# "Winter" Data Workout: Exploratory Analysis and Modeling

In this workout, you have the choice between 1 of 2 "Winter" datasets:

* Penguins
* Winter Olympics

## Dataset Overview: Palmer Penguins

![Two Penguins](../images/stock/pexels-pixabay-48814.jpg)

The penguins dataset contains size measurements for three penguin species observed in the Palmer Archipelago, Antarctica. It was collected by Dr. Kristen Gorman and the Palmer Station, Antarctica LTER.

### Location
* __Seaborn__: The dataset may be accessed via `sns.load_dataset("penguins")`

### __Key Features (Columns)__:
* __species__: The penguin species (Adélie, Chinstrap, or Gentoo).

* __island__: The island in the Palmer Archipelago where the penguin was observed (Biscoe, Dream, or Torgersen).

* __bill_length_mm__: The length of the penguin's bill (also known as the culmen) in millimeters.

* __bill_depth_mm__: The depth of the penguin's bill in millimeters.

* __flipper_length_mm__: The length of the penguin's flipper in millimeters.

* __body_mass_g__: The body mass of the penguin in grams.

* __sex__: The gender of the penguin (male or female).

### __Why it’s great for this workout__:
* __Classification__: Can you predict the species based on physical measurements?

* __Regression__: Can you predict body mass using flipper length?

## Dataset Overview: Olympics

![Winter Olympics](../images/stock/pexels-kimmo-vainio-314143536-36080375.jpg)

Source: [Keith Galli's Olympics Dataset](https://github.com/KeithGalli/Olympics-Dataset)
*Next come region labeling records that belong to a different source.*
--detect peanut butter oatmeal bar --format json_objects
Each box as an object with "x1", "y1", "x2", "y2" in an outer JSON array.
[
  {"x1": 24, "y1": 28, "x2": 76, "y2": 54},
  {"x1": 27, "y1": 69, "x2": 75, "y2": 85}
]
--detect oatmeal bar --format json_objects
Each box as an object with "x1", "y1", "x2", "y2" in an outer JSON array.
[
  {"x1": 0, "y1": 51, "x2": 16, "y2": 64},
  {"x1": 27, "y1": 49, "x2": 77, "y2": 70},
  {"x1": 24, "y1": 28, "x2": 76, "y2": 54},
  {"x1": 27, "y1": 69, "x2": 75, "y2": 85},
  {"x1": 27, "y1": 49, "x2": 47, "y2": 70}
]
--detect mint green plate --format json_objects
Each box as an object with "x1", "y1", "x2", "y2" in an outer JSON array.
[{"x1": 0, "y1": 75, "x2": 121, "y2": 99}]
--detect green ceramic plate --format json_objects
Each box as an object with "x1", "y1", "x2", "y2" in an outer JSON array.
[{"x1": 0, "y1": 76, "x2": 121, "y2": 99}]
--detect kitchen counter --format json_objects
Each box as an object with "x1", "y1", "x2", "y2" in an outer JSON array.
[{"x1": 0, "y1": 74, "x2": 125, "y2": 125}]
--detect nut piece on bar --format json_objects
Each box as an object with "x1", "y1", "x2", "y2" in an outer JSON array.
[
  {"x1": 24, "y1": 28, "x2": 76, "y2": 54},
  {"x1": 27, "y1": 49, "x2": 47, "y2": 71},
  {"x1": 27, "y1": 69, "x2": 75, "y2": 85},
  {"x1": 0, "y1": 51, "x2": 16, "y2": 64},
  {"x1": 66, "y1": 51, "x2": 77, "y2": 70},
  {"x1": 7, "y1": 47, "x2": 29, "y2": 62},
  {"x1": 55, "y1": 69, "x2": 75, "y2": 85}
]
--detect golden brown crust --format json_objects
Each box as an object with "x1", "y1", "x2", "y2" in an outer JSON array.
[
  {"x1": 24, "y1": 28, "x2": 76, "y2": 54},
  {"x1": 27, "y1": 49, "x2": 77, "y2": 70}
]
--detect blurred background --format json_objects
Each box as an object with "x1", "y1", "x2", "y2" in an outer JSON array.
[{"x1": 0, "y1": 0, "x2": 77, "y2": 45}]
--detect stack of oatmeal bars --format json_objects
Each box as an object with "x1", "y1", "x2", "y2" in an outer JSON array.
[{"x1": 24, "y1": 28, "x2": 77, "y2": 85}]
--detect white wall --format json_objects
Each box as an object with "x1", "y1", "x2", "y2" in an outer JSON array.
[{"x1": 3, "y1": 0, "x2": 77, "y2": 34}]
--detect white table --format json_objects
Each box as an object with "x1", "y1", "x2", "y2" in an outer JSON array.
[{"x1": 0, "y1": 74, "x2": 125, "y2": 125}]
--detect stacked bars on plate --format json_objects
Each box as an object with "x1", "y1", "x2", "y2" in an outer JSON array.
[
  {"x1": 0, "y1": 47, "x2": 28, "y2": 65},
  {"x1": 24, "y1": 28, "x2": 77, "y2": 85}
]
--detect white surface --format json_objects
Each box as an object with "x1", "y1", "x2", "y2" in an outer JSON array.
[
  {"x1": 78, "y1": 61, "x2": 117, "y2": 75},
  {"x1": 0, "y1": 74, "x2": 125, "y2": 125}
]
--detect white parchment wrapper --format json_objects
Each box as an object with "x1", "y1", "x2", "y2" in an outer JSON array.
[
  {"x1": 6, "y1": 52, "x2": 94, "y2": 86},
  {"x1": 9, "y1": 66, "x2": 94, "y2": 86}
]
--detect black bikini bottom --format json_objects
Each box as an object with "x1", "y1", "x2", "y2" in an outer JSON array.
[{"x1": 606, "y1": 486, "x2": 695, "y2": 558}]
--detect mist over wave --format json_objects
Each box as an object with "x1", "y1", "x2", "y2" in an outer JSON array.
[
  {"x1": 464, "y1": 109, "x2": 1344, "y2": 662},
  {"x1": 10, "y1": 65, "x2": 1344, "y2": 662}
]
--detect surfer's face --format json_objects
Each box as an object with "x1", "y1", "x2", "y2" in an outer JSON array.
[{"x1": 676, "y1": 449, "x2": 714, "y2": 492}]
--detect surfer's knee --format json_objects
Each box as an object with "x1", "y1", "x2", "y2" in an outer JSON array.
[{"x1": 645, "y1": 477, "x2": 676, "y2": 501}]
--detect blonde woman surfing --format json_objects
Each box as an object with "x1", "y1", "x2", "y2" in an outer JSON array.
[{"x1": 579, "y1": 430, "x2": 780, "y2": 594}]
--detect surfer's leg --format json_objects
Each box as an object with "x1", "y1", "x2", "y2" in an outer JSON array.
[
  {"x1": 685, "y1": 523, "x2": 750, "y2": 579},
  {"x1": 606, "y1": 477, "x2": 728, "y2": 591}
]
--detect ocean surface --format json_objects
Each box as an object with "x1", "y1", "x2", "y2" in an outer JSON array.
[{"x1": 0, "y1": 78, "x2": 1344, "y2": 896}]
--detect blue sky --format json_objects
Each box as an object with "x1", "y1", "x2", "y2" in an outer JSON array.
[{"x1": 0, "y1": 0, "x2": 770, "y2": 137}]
This is a comprehensive historical record of every athlete and their performance. Because it is split across two files, merging them using the `athlete_id` column will be necessary.

### Folder Location
* `../data/winter_olympics`

### __Key Data Files__:
* `bios.csv`: Biographical details for over 70,000 athletes.

* `results.csv`: A row-by-row breakdown of every event performance (over 160,000 rows).

### __Key Features (`bios.csv`)__:
* __athlete_id__: Unique athlete identifier.
  
* __name__: The athlete's full name.

* __height_cm__: In centimeters (expect many missing values!).

* __weight_kg__: In kilograms (expect many missing values!).

* __NOC__: The 3-letter country code (e.g., USA, NOR, GER).

### __Key Feature (`results.csv`)__:
* __year__: The year of the Olympic Games (1896–2022).

* __type__: The season (you should filter for "Winter").

* __discipline__: The sport (Alpine Skiing, Ice Hockey).

* __event__: The specific competition (Men's 500 metres).


### __Why it’s great for this challenge__:
* __Classification__: Can you predict if an athlete will win a medal based on their age, height, and weight?

* __Regression__: Can you predict an athlete's height or weight based on the sport they compete in?

* __Data Wrangling__: This dataset is "messy." Filtering for the Winter season and deciding how to handle missing physical stats for athletes from the early 20th century will be a unique challenge.

## Goals Checklist
![Curling](../images/stock/pexels-shvets-production-7544435.jpg)
### 1. __Data Foundations__
*  __Load the Data__: Successfully import the dataset (penguins or winter olympics).
*  __Initial Exploration__: Use `.info()`, `.describe()`, and `.head()` or `.sample()` to understand your features.
*  __Data Cleaning__: Handle missing values (drop vs. fill) and fix any data type inconsistencies.

### 2. __Visual Analysis__
*  __Feature Distributions__: Create histograms for all numerical columns.
*  __Correlation Matrix__: Generate a heatmap to identify relationships between variables.
*  __Custom Insights__: Create at least 3 additional unique visualizations.

### 3. __Machine Learning Pipeline__
*  __ML Prep__: Define your target variable ($y$) and features ($X$)
*  __Train/Test Split__: Divide your data (typically 80/20 or 70/30) to ensure unbiased evaluation.
*  __Build Model__: Initialize and fit your chosen model.
*  __Make Predictions__: Run your model on the test set.

### 4. __Evaluation & Reflection__
*  __Quantitative Evaluation__: Calculate relevant metrics.
*  __Visual Performance__: Plot your results
*  __Conclusion__: Write a brief summary of what the model tells us about the data.